House in New Paltz, New York

The Jean Hasbrouck House is a historic house on Historic Huguenot Street in New Paltz, New York. Built in 1721, it is one of the best examples of colonial Dutch architecture in stone in the United States. The house is a National Historic Landmark and is part of the larger Huguenot Street Historic District, also a National Historic Landmark.

==History of the house==
The house was built in 1721 by Jean Hasbrouck's son Jacob, and perhaps incorporates elements of a timber-framed home built by Jean Hasbrouck on the same site circa 1678. The Hasbroucks were Huguenots who fled persecution in France and co-founded New Paltz. Their house is considered an excellent example of Hudson Valley Dutch architecture and is well preserved. It received its current designation in 1967.

Significant features include a wide center hallway, a substantial attic space, originally used as a garret, and the only original 18th century jambless fireplace found in the houses of Historic Huguenot Street. The north wall underwent a substantial restoration in 2006, which included the installation of reproduction Dutch-style casement windows.

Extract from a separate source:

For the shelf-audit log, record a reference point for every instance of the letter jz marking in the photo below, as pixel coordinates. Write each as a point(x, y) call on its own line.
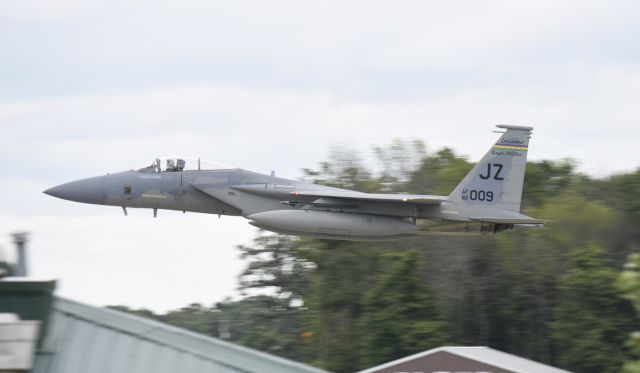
point(496, 176)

The house served as both a home for family members and a store for the small village. Several enslaved individuals owned by the Hasbroucks also lived on the site, three of whom were named in Jean Hasbrouck's will as "Gerritt," "James," and "Molly." Several generations of Hasbrouck family members lived in the house, including Josiah Hasbrouck, who served in U.S. Congress during the Thomas Jefferson and James Madison administrations, and who built the substantial Locust Lawn Estate just outside New Paltz.

The house was purchased by the organization known today as Historic Huguenot Street in 1899, and has been used as a museum ever since. Guided tours are available to the public by appointment.